Blogging the Stanford Machine Learning Class
The lazy hiker theorem.
At Week 2 in Stanford’s machine learning course, the childishly simple homework assignments are growing more complex. Last week I wrote, “The great joy of learning new concepts in math and science is that they transport you into a simplified world, in which only a few things govern our lives and all problems can be solved—basically, a Richard Scarry book for the matriculating crowd.” In that case, we were making models of housing data based only on home size. Now we’ve got to worry about the number of floors and bathrooms, too. We’ve graduated from Richard Scarry to a more complex world that is beginning to get hairy.
So far, we’re still more occupied with student learning than machine instructing, though the path ahead is getting clearer. We’ve started learning a little programming in a language called Octave, which appears to be a graphing calculator on steroids, but it’s mostly to manipulate matrices, where we store data on all the values for the mathy part of this class. I understand that professor Ng has to introduce us into the really groundbreaking stuff gradually, once we have a strong command of the traditional ways that statistical modeling works, but right now I confess I feel more like I’m qualifying to be an actuary than a machine overlord.

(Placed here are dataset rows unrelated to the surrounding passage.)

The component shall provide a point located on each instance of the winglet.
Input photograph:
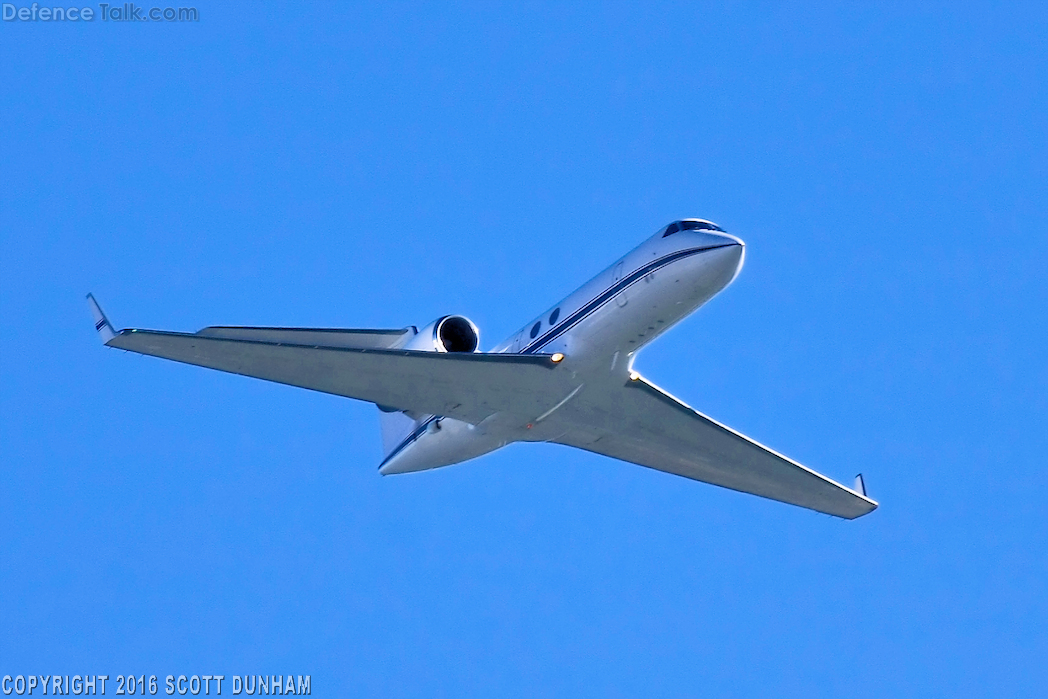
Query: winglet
(101, 322)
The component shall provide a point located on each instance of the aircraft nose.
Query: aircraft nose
(728, 257)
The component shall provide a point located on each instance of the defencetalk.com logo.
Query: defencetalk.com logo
(127, 12)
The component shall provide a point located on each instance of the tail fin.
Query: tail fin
(395, 427)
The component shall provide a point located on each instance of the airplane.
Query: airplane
(566, 377)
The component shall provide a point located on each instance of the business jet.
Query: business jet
(566, 377)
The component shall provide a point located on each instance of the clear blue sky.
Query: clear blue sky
(325, 165)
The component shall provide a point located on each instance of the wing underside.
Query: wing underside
(636, 421)
(641, 423)
(464, 386)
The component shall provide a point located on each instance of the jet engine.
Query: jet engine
(451, 333)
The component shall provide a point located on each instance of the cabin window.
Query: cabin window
(677, 226)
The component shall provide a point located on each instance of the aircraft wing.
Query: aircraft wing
(643, 424)
(467, 387)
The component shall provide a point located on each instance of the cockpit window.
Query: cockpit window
(677, 226)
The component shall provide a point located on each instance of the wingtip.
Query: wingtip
(102, 324)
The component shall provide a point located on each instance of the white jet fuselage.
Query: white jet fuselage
(598, 329)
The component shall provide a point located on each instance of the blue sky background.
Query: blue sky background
(336, 166)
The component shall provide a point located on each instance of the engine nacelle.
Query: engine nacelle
(451, 333)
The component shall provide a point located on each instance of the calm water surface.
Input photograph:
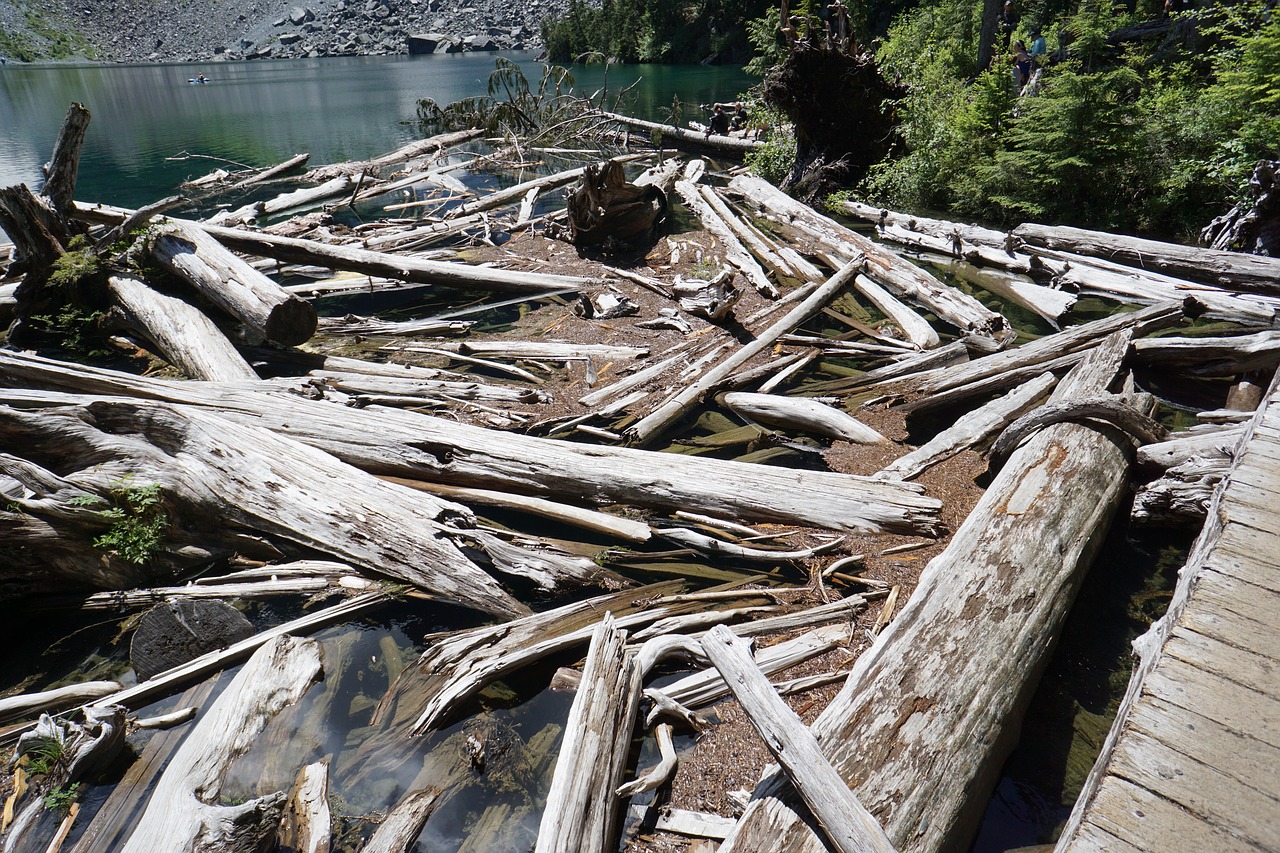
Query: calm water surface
(264, 112)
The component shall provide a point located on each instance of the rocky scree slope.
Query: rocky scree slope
(151, 31)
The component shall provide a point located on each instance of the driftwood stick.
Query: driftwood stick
(846, 822)
(658, 420)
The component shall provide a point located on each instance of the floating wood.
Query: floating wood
(232, 284)
(183, 812)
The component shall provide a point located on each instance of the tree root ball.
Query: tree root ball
(842, 109)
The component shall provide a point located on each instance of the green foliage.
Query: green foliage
(62, 797)
(138, 524)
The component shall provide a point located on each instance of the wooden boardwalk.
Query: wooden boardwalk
(1193, 761)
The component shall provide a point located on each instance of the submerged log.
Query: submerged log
(927, 715)
(233, 286)
(184, 813)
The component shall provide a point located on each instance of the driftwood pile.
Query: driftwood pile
(270, 470)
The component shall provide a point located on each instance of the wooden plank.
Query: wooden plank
(1234, 706)
(1205, 739)
(1151, 822)
(1203, 790)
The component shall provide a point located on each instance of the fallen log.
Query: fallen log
(803, 414)
(213, 473)
(401, 443)
(845, 821)
(901, 277)
(928, 712)
(232, 284)
(183, 813)
(182, 334)
(397, 267)
(1229, 270)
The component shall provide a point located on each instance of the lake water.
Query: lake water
(260, 113)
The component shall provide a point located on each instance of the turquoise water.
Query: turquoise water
(261, 113)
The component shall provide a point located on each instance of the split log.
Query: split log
(959, 664)
(1180, 497)
(689, 138)
(400, 830)
(233, 286)
(183, 812)
(30, 703)
(214, 473)
(803, 414)
(1229, 270)
(735, 252)
(970, 430)
(581, 806)
(401, 443)
(397, 267)
(664, 415)
(414, 150)
(182, 334)
(306, 821)
(845, 821)
(901, 277)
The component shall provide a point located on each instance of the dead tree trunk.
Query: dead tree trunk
(929, 711)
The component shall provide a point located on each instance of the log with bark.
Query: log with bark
(929, 711)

This problem seems unavoidable; after all, Ng is teaching tens of thousands of people from different backgrounds. Online learning allows students to skip lectures that seem slow and review the PDFs of the notes instead. Personally, I prefer to watch and take notes, because understanding the professor’s teaching style makes understanding the material a lot easier. For now, I’m trying to stay patient with the slow progress. Neural networks and decision trees are just around the corner, according to the course schedule.
This week, we found out that you can make a model for like houses based on many data points—thousands if you like, down to the age and material in the roof, number of previous canine tenants, and so forth. We also learned that a straight line isn’t always the best sort of model to fit these data, which shouldn’t come as a surprise. Out here in the real world, reality rarely arranges itself according to straight lines.
This brings us to the “lazy hiker principle.” The real name for this technique is the “gradient descent algorithm,” but like I mentioned last week, the machine-learning professors could use a little help in marketing their material.
When you try to shoehorn real data into math world, you can try a huge number of possible models and before selecting the best one. Without getting into the all the formulas and Greek symbols, consider this lovely graph of undulating hills of blue and red. (The official rule in this series is now just one graph per post.)
Chart by Andrew Ng/Stanford University.
All you need to know about this three-dimensional graph is that each point represents one possible model to fit our housing data. We want to find the bluest, lowest point, the one that does the best job of finding a model that predicts the going rate for houses not yet on the market.
To find this point, we place an imaginary hiker at different points with just one instruction: Walk only downhill until you can't walk down anymore.
The reason we need our lazy hikers is that, unlike the cleanly visualized map above, we’re usually operating with far more complex models with hundreds or thousands of variables. We can see only three spacial dimensions, but our imaginary hikers can operate in as many dimensions as they like. Each step they take brings them closer to the absolutely perfect combination for our model.
But this doesn’t always work. Lazy hikers placed just a bit apart on the red hill will reach different points, one of which is a little higher from the ground than the other (and therefore a worse match for the data). The sort of problems we’re dealing with right now have only one valley, so it’s pretty easy for a single hiker to get where he needs to be and report back his coordinates. The hardest part here is choosing the right pace for each step, so that he doesn’t either overshoot his goal or take hours and hours and get where he’s going.
It turns out lazy hikers are more useful in very complicated problems, with lots of data points about each thing we’re trying to model and a huge number of examples of each. In these cases, the brute-force shortcut of using computers to multiply a bunch of matrices breaks down. The only solution is to make them smarter.Grades this week:
Linear Regression With Multiple Variables: 5/5, on fourth try. (Thanks to the reader who pointed out you can retake quizzes.)
Octave Tutorial, the programming language we’re going to be using: 3.4/5, minus 20 percent because I fell asleep and turned it in late.
Chris Wilson is a Slate contributor.